Scrittura elaborata e matura. Ben limato.
Complimenti Federico.
Max
Federico Collesei
Questa è la prima recensione al mio libro, indovina chi è l’autore?
Caro Federico,
Durante il week-end ho terminato la lettura del “Passaggio…..”: mi è piaciuto tantissimo, non immaginavo.

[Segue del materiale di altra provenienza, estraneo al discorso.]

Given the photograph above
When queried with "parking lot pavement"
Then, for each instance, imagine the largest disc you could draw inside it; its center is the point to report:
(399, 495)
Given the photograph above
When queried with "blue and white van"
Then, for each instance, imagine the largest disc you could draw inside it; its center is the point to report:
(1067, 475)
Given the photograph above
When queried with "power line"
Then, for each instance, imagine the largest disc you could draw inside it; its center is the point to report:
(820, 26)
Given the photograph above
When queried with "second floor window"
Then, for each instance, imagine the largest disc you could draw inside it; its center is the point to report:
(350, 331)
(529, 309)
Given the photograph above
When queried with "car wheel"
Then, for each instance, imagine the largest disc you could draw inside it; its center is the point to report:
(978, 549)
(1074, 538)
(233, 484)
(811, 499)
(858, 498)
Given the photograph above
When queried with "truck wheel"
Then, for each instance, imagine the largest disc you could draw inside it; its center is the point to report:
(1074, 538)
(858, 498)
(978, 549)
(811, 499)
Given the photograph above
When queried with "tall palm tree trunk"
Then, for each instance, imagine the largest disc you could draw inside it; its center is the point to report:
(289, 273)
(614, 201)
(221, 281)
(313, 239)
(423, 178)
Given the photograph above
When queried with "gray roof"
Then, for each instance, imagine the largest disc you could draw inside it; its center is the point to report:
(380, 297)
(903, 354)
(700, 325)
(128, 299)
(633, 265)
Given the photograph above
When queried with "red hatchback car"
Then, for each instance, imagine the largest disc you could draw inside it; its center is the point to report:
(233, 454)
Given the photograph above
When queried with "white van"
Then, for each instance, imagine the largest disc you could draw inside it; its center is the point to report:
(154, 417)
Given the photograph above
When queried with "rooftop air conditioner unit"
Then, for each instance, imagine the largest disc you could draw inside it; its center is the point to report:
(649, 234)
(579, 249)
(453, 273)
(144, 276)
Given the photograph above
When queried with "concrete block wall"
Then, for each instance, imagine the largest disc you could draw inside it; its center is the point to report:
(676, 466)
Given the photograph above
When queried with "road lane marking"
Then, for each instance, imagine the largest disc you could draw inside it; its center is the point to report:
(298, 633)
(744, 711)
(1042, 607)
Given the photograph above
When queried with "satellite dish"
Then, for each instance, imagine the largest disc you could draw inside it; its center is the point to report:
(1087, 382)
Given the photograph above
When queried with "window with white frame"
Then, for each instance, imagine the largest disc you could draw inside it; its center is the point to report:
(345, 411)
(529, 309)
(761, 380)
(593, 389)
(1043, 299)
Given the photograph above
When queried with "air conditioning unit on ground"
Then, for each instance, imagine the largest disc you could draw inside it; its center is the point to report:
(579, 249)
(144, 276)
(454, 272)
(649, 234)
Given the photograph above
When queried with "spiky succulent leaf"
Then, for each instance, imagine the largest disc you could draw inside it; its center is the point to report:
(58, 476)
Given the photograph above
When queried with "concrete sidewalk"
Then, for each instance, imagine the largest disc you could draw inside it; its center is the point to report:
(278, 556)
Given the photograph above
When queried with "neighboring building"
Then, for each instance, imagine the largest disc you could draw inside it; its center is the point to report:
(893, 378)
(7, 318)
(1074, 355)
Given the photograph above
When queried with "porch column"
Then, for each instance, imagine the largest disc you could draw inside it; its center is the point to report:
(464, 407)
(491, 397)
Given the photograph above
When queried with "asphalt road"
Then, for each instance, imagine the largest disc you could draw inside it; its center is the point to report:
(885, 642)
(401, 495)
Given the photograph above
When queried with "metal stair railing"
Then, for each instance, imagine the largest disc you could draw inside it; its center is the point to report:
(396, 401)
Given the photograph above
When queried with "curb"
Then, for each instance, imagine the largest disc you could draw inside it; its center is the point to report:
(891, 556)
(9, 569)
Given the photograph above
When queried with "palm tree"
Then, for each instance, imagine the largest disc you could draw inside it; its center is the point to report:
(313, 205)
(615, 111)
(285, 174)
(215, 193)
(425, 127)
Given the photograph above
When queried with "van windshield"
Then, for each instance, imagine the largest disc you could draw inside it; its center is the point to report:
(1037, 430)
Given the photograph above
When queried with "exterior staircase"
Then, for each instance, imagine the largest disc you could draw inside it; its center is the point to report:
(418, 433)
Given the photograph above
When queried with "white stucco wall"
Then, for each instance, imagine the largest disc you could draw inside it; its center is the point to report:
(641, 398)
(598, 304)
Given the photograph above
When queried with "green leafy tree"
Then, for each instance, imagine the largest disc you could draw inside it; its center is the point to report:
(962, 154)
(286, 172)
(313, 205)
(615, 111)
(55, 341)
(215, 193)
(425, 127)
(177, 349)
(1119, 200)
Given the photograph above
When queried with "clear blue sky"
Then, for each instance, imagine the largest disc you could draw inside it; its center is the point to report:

Ammetto di averlo avvicinato con qualche sospetto ed un sottile pregiudizio: mi aspettavo un’opera molto autobiografica ed autocontemplativa, intrisa dell’insopprimibile e narcisistica pulsione all’approfondimento delle esperienze vissute in “partibus infidelium”. Ed invece (a dimostrazione di quanto sia stato sciocco e superficiale il mio pregiudizio) sono stato risucchiato in un viaggio appassionante ed inquietante nello spazio (la Romania a me totalmente sconosciuta), nel tempo (la Romania “risorta” dopo la Dittatura, la Romania di Antonescu, la Romania del Conducator), e nell’ animo umano. La tua è un’allegoria spietata e disperata della banale ineluttabilità del male, e della rassegnata sua accettazione a cui tutti, alla fine, siamo costretti. Mi ricorda un pò, mutatis mutandis, l’epilogo di 1984.
E poi, è scritto in un gradevolissimo italiano, che di questi tempi è un pregio inestimabile.
Spero proprio che tu voglia regalarci in futuro altri simili doni.